LOFAR observations of atmospheric gravity wave damping

Activity: Academic and Industrial eventsConference, workshop or symposium


Travelling ionospheric disturbances (TID) are the well known ionospheric counterpart of atmospheric gravity waves (AGW). They can be driven by space weather events such as auroral sub-storms, or from a variety of terrestrial effects such as orographic deflection of lateral wind, sunrise, or tropospheric storm systems. AGWs are ubiquitous throughout Earth’s atmosphere and couple the different layers via vertical propagation. Upwards propagating AGWs transfer their energy to the surrounding atmosphere by way of viscous damping which can, in turn, spawn secondary AGW at thermospheric heights.

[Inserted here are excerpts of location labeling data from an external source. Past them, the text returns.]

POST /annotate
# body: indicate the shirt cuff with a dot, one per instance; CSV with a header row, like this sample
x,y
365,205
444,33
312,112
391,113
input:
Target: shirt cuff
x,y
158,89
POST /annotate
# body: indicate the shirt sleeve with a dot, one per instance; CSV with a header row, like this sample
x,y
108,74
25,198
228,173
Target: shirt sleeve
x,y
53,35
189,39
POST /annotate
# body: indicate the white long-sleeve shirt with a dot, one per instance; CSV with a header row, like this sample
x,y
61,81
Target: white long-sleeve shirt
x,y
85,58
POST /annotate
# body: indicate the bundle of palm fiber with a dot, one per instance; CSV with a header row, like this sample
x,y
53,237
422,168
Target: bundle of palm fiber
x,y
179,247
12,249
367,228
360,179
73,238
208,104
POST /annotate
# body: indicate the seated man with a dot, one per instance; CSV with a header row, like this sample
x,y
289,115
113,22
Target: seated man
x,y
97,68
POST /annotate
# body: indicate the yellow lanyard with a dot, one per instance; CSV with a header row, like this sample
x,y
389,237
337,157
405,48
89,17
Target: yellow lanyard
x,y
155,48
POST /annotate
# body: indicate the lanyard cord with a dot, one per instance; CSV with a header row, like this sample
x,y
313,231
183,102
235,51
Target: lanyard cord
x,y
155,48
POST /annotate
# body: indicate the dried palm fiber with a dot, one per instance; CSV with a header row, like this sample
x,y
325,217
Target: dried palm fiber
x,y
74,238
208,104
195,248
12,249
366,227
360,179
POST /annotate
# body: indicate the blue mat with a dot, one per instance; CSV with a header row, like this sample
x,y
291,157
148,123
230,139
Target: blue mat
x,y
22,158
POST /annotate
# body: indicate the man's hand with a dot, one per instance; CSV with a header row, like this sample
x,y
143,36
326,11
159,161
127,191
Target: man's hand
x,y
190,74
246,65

Observations of trans-ionospheric radio propagation is a long standing technique for studying ionospheric behaviour, typically with the use of GNSS satellites as the extra-atmospheric radio source. The LOw Frequency ARray (LOFAR) is a radio telescope consisting of many networked ground based observing stations spread throughout Europe. It can be used for broadband observations of ionospheric scintillation, with high frequency and time resolution, enabled by utilising natural cosmic radio sources which are inherently broadband emitters.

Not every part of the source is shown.